In an article, Avetisyan explained that the government’s optimistic spending growth forecasts are based on the 7% inflation rate of the Republic of Armenia, which, according to the country’s calculations, does not exceed 5%. He also mentioned other objective difficulties faced by international financial-economic organizations, which predict a decline in the country’s short-term economic growth and a significant reduction in the current high growth rates. Avetisyan attributed these difficulties to the military conflict between Russia and Ukraine, as well as the impact of external and internal operations, which have delayed the success of the current positive economic growth and hindered the intended effects of further increasing economic growth.

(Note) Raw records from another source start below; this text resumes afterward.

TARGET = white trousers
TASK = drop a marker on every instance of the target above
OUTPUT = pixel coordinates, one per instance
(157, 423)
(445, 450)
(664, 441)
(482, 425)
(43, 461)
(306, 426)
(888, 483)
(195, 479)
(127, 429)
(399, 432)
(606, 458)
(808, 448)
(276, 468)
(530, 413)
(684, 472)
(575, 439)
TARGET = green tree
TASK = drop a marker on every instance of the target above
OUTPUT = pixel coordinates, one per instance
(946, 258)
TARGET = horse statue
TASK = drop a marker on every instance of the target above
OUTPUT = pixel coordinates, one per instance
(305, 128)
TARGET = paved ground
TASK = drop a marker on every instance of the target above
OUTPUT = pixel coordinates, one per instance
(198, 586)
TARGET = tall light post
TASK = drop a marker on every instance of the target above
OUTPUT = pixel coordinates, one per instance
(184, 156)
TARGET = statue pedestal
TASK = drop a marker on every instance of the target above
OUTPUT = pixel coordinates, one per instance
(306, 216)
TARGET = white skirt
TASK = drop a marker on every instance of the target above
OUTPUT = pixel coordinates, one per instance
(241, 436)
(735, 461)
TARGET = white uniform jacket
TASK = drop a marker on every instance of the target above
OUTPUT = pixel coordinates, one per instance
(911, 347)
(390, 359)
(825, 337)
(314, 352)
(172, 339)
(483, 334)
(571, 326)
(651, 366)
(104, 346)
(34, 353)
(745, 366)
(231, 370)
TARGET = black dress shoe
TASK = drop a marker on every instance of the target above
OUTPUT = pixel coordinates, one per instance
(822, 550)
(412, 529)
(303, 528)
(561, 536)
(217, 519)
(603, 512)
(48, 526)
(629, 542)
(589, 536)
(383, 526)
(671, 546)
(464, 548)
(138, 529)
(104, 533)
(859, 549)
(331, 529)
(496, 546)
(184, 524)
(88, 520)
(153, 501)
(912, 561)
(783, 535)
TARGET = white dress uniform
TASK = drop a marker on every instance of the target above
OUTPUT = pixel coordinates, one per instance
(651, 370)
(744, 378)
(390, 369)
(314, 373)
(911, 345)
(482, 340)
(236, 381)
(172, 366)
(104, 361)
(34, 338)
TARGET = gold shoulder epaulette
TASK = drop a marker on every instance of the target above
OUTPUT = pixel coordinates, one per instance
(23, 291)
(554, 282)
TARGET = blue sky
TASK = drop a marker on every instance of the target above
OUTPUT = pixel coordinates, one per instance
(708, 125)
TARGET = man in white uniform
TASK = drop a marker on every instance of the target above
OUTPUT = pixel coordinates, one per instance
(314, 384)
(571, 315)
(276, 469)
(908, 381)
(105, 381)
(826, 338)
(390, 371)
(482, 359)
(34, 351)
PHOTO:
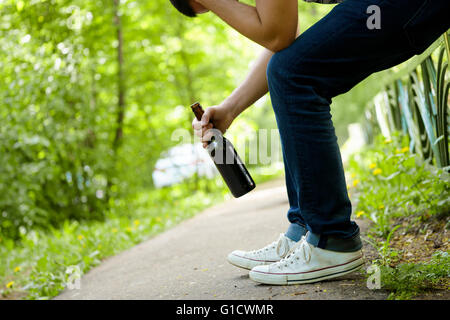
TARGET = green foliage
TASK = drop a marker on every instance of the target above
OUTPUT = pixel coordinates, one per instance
(38, 262)
(60, 100)
(391, 182)
(407, 280)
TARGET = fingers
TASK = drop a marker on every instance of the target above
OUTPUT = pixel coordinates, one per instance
(203, 127)
(207, 116)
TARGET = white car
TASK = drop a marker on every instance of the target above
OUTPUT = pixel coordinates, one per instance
(182, 162)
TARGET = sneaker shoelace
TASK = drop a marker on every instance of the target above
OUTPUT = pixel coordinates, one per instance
(301, 250)
(281, 246)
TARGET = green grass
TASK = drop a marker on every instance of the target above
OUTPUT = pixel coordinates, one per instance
(407, 280)
(35, 266)
(391, 184)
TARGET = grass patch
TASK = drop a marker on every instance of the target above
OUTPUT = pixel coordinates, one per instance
(407, 201)
(35, 267)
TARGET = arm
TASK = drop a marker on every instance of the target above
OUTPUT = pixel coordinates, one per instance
(271, 23)
(249, 91)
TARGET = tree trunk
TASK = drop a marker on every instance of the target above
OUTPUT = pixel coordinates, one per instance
(120, 81)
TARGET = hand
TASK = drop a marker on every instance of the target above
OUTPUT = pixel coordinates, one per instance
(218, 117)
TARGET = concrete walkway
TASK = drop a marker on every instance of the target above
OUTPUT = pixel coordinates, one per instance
(189, 260)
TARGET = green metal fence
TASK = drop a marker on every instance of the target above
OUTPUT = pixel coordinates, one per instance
(415, 100)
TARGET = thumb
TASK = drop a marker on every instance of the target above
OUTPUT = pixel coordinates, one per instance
(207, 116)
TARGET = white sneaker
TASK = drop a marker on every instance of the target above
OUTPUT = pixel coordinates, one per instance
(307, 264)
(269, 254)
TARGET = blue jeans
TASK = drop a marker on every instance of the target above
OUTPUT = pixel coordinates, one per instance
(326, 60)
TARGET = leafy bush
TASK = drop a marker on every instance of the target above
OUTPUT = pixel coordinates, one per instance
(391, 182)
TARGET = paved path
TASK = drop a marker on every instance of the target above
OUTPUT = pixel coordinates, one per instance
(189, 260)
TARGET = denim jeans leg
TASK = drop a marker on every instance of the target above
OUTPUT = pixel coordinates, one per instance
(326, 60)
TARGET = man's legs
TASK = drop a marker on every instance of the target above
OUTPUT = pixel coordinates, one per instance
(329, 59)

The spokesperson emphasized that the allocated budget provisions will be used to address the additional challenges in increasing short-term economic growth, as well as the high expenditures associated with the objective of enhancing purchasing power affected by global labor prices. The structure of economic support and its capacity to boost short-term inflation will remain unchanged. However, Avetisyan pointed out that the security and international political situation poses risks to the country’s security and foreign investments. Additionally, the area of social protection, specifically urban construction, is burdened with additional risks due to difficulties in achieving short-term economic growth targets.

Regarding the military sector, the budget includes an expected increase of 755 billion drams, equivalent to 7% of GDP, for arms purchases and defense construction contracts. On the other hand, the short-term military budget will rise by 326 billion drams. Social support is projected to decrease by threefold, amounting to 10% of the budget. Moreover, the average monthly support for military personnel will decrease by approximately 2.5 times compared to the value of an unsubsidized minimum basket, which is around 753,000 drams. Despite the high inflation rate, social support will not be increased.

Avetisyan highlighted that the current social assistance programs primarily target the most disadvantaged population. Each year, allowances are increased by 10%, resulting in an additional approximately 30 billion drams. This corresponds to 2.5 times the subsidy from the value of an unsubsidized minimum basket.

The spokesperson revealed that the government will not increase support for social assistance, despite an increase in revenues of approximately 638 billion drams. This decision comes as the government allocates around 10 million drams for each disadvantaged family with a relevant Armenian visa, aiming to provide government-subsidized social assistance. However, due to obstacles within the social security law, the program cannot effectively provide the intended support, and the allocated funds will not be utilized as planned.

Avetisyan emphasized that despite the challenges, they are working diligently to address the population’s social vulnerability by constantly evaluating and participating in relevant projects. They recognize the importance of the situation and continue to provide assistance to those in need. The spokesperson also underlined the significance of transparency in implementing social protection programs to ensure proper utilization of funds and improve accountability.

The article concludes by stressing the urgent need to enhance social protection for the poor, increase social assistance, and alleviate the burden on social programs. It also calls for a substantial increase in the monthly budget allocated for social assistance to better reflect the citizens’ lives and mitigate their vulnerability. Without these measures, the article warns that the current issues will persist and the situation will not improve.